Cependant, Florence et son compagnon marchaient côte à côte, en échangeant quelques paroles banales, cachant les préoccupations qui absorbaient chacun d’eux.

Ils atteignirent bientôt le parc, où Lamar, le jour précédent, avait tant cherché l’insaisissable femme voilée. Ils s’enfoncèrent dans les allées désertes et enfin, derrière des massifs touffus, à un carrefour où aboutissaient plusieurs allées, Florence s’arrêta.

— Mon cher docteur, dit-elle tranquillement, en regardant Max Lamar en face, de ses beaux yeux qu’un effort d’énergie faisait calmes, c’est ici, autant que je puisse m’en souvenir, que j’ai croisé cette fameuse femme voilée.

Les soupçons de Lamar s’étaient accrus encore durant le trajet. Cependant, l’assurance de la jeune fille et plus encore peut-être sa grâce fière et charmante, qu’il admirait sans pouvoir s’en défendre, le firent une fois encore hésiter à la croire coupable.

Mais il se souvint de tous les indices qui l’accusaient et sa conviction le reprit, grandissante.

— De quelle direction venait-elle ? demanda t-il d’un ton froid.

— De cette direction… commença Florence en indiquant sa droite.

Mais elle s’arrêta, stupéfaite, les yeux fixés du côté qu’elle venait de désigner.

Max Lamar suivit son regard.
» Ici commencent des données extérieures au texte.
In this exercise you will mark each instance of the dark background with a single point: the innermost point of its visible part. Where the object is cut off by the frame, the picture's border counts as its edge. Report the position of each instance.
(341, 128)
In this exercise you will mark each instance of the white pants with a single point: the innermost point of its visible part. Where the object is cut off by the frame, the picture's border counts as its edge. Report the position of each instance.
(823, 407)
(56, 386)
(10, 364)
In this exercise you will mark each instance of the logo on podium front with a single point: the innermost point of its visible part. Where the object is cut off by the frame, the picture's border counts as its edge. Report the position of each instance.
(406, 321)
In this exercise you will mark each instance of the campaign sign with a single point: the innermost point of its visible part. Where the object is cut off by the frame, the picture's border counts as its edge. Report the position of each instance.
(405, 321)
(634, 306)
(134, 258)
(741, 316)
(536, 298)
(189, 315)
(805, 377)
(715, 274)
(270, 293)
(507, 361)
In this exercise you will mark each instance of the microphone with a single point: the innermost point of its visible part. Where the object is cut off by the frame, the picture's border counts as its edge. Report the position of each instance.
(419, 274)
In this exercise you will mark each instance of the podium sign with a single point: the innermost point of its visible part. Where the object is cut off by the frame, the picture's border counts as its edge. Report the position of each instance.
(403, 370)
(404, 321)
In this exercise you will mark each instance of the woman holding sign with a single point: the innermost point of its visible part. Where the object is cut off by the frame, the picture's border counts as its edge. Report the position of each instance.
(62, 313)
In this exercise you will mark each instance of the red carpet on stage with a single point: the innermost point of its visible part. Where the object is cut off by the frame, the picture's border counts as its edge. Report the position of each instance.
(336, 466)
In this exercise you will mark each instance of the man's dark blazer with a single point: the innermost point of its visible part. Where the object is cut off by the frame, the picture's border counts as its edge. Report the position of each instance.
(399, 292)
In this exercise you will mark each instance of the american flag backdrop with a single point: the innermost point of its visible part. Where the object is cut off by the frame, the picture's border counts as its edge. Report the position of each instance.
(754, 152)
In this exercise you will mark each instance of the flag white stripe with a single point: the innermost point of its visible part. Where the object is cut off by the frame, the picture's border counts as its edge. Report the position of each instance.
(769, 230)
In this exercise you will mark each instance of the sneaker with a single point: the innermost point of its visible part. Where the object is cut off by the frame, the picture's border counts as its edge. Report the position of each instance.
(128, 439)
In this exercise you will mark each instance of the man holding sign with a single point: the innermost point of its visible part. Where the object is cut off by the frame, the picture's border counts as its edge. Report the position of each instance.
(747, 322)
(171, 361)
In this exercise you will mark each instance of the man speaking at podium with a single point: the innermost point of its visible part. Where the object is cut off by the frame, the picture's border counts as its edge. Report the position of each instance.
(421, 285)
Il sursauta et eut une exclamation étouffée.

Là-bas, debout au pied d’un gros arbre, se tenait la femme mystérieuse, la femme au voile noir et au manteau noir. Elle était immobile et semblait attendre.

Max Lamar, un moment interdit, se précipita dans sa direction.

La femme voilée l’aperçut et prit la fuite en courant.

Florence, d’abord clouée sur place par la surprise, en un éclair comprit quelle était celle dont le sublime dévouement avait imaginé d’attirer sur elle-même les soupçons qui menaçaient son enfant bien-aimée.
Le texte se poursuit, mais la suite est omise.